Die angeschlagene kanadische Fluggesellschaft Air Canada hat beim US-Flugzeughersteller Boeing 32 Maschinen der Typen 777 und 787 bestellt. Die Order hat nach Listenpreis einen Wert von sechs Milliarden US-Dollar – die Fluggesellschaften zahlen bei Großbestellungen aber in der Regel deutlich weniger. Die Kanadier haben darüber hinaus eine Option für den Kauf von weiteren 64 Maschinen der beiden Flugzeugtypen.
gbr OTTAWA. Luftfahrtexperte Karl Moore, Wirtschaftsprofessor an der McGill-Universität in Montreal, sprach von einem guten Schritt. „Die Flotte benötigt Auffrischung.“ Air Canada habe bei Komfort und Treibstoffeffizienz auf Erneuerung setzen müssen. Der Treibstoffverbrauch sei angesichts der hohen Ölpreise ein Thema, das die ganze Luftfahrtindustrie beschäftige.

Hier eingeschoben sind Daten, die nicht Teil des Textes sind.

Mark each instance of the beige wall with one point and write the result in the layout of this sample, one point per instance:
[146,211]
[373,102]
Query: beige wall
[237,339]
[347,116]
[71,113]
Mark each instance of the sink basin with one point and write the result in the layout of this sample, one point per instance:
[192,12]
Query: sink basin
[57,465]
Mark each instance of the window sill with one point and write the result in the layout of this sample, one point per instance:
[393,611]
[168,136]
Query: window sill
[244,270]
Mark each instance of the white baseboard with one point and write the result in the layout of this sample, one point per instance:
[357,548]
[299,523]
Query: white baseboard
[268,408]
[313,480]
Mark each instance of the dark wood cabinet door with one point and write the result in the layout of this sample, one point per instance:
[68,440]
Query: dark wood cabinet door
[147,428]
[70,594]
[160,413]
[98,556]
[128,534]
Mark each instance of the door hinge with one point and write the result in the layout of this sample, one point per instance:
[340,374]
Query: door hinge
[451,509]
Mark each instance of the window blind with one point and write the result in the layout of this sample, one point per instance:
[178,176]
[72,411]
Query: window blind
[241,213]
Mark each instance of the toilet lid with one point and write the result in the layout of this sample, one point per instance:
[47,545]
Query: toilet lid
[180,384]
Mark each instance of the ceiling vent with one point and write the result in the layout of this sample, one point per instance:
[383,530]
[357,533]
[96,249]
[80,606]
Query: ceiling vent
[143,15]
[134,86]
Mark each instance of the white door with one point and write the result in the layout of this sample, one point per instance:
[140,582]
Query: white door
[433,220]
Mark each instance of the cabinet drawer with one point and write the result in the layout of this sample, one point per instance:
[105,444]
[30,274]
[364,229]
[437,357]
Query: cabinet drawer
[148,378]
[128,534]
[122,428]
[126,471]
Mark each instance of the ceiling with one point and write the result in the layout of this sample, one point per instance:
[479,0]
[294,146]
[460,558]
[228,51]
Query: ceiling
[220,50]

Neue Flugzeuge senkten zudem die Wartungskosten.
Air Canada war erst im vergangenen Jahr aus einem Gläubigerschutzverfahren herausgekommen. Nun startet der Lufthansa-Partner eine vorsichtige Expansion, vor allem im Passagier- und Frachtverkehr zwischen Nordamerika und Asien. Auch zwischen Kanada und einigen europäischen Destinationen werden mehr Flüge angeboten.
Robert Milton, Präsident der Air-Canada-Muttergesellschaft ACE Aviation Holdings, sieht mit der Erneuerung der Flotte die Wettbewerbsfähigkeit des Unternehmens gegenüber den führenden Carriern Europas, des Nahen Ostens und des asiatisch-pazifischen Raumes gestärkt.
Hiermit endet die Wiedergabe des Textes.